Refah devleti veya sosyal devlet, minimum düzey ötesinde vatandaşlarının refahı için birincil sorumluluk kabul eden devlet kavramı olup devletin vatandaşlarının iktisadi ve sosyal esenliklerinin korunması ve teşvik edilmesinde ana rol oynamasını önerir.Bu modele göre devlet vatandaşlarının refahı için başta gelen birinci merci ve mesuliyet yükü taşıyan kurumdur. Bu teoriye göre devletin mesuliyeti çok geniş kapsamlıdır çünkü bir vatandaşın refahının her yönü üzerinde devlet mesuliyet yüklenmiştir ve bu mesuliyete hiçbir istisna olmadan ülkenin tüm kişileri üzerinedir.Ekonomik gelişim hızlı olamamakla birlikte yıllara yayılan gelişim mümkündür. Ani politik uygulamalara geçilmesi ve uygunlanması zordur. Sosyal anlayış ve vatandaş çıkarları üst seviyededir.

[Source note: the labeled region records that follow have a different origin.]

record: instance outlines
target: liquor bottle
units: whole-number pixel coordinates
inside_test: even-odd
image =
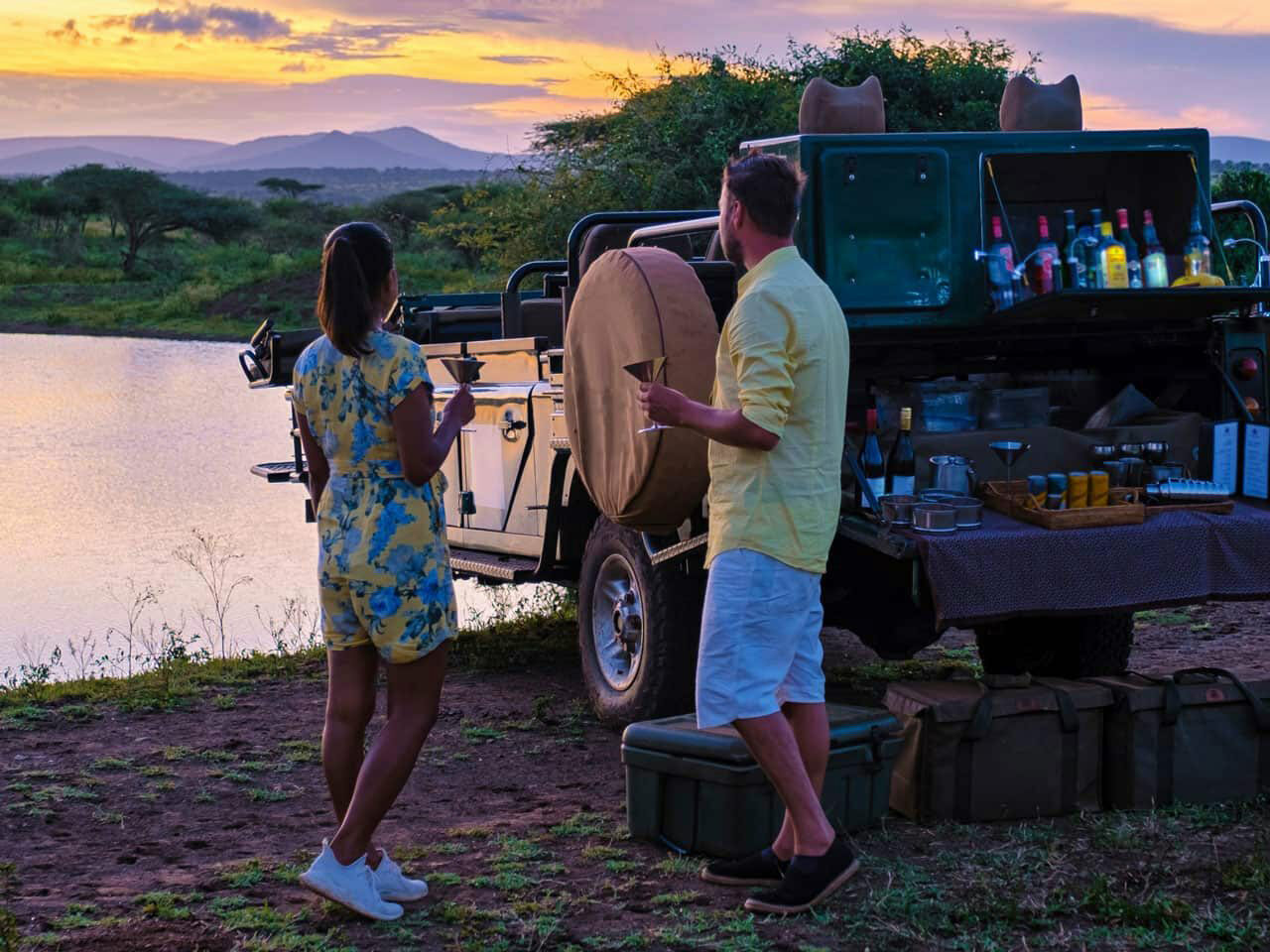
[[[1156,234],[1156,220],[1147,208],[1142,213],[1142,273],[1148,288],[1168,287],[1168,259]]]
[[[898,495],[911,496],[917,486],[917,454],[913,452],[913,438],[909,430],[913,429],[913,409],[902,407],[899,411],[899,433],[890,447],[890,456],[886,457],[886,491]]]
[[[1015,249],[1005,240],[1001,216],[992,216],[992,245],[988,248],[988,283],[992,284],[992,303],[1003,311],[1015,302],[1013,275]]]
[[[1129,270],[1129,287],[1142,287],[1142,261],[1138,259],[1138,242],[1133,240],[1129,231],[1129,209],[1116,208],[1116,218],[1120,221],[1120,244],[1124,245],[1124,263]]]
[[[1199,223],[1199,202],[1196,201],[1195,208],[1191,211],[1191,231],[1182,248],[1182,274],[1193,277],[1212,273],[1213,251],[1209,248],[1208,235],[1204,234],[1204,227]]]
[[[1099,259],[1099,239],[1102,232],[1095,232],[1092,226],[1082,225],[1076,234],[1081,254],[1085,258],[1085,287],[1100,288],[1102,287],[1102,268]]]
[[[865,482],[872,490],[874,498],[886,493],[886,461],[881,454],[881,444],[878,442],[878,411],[869,409],[865,411],[865,446],[860,451],[860,470],[865,475]],[[856,491],[857,498],[864,503],[864,491]]]
[[[1063,284],[1069,288],[1085,287],[1085,249],[1078,244],[1076,234],[1076,209],[1063,212],[1063,248],[1067,258],[1063,260]]]
[[[1099,242],[1099,279],[1104,288],[1129,287],[1129,267],[1124,258],[1124,245],[1111,234],[1111,222],[1102,222],[1102,240]]]
[[[1027,261],[1027,284],[1034,294],[1049,294],[1063,287],[1063,259],[1058,245],[1049,239],[1049,218],[1044,215],[1036,217],[1036,231],[1040,241]]]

Bu tanımlamalarda sonra gelelim ülkemiz “Türkiye” hangi modeli barındırmaktadır?
Modeller , ideolojiler ve yönetimler bana göre halkın yapısıyla ilişkilidir. Halkın dini,ekonomik ve ahlaki karakterlerine göre ülkelerin yönetim biçimlerinin şekillendiğine inanıyorum. Bu sebeple Türk halkının milliyetçi , vatan kavramına olan bağlılığı, islami yaşayış ve ahlakına sahip, savaşçı bir millet olması sebebiyle ne tam olarak Demokrasi ne tam olarak totalitarizm ne de tam olarak Devletçi yapıya %100 olarak sınıflandıramayız ama her bir modelden harmonik olarak dönemin şartlarına göre yönetim biçimleri şekillendirmektedir. Bunun sebebi ise hızlı karar alıp uygulayabilen bir devlet yapısı tercih etmeleridir. Olası savaş durumlarında bürokratik süre kaybetmek yerine hızlı planlar ve kararlar alabilen devlet modeline olan istekten kaynaklanmaktadır. Bu yönetim modeli yorumlamasının yanında her türk vatandaşı devletçi düşünce yapısına sahiptir. Bu özelliğide atalarından gelen kültür ve halk yapısından kaynaklanmaktadır.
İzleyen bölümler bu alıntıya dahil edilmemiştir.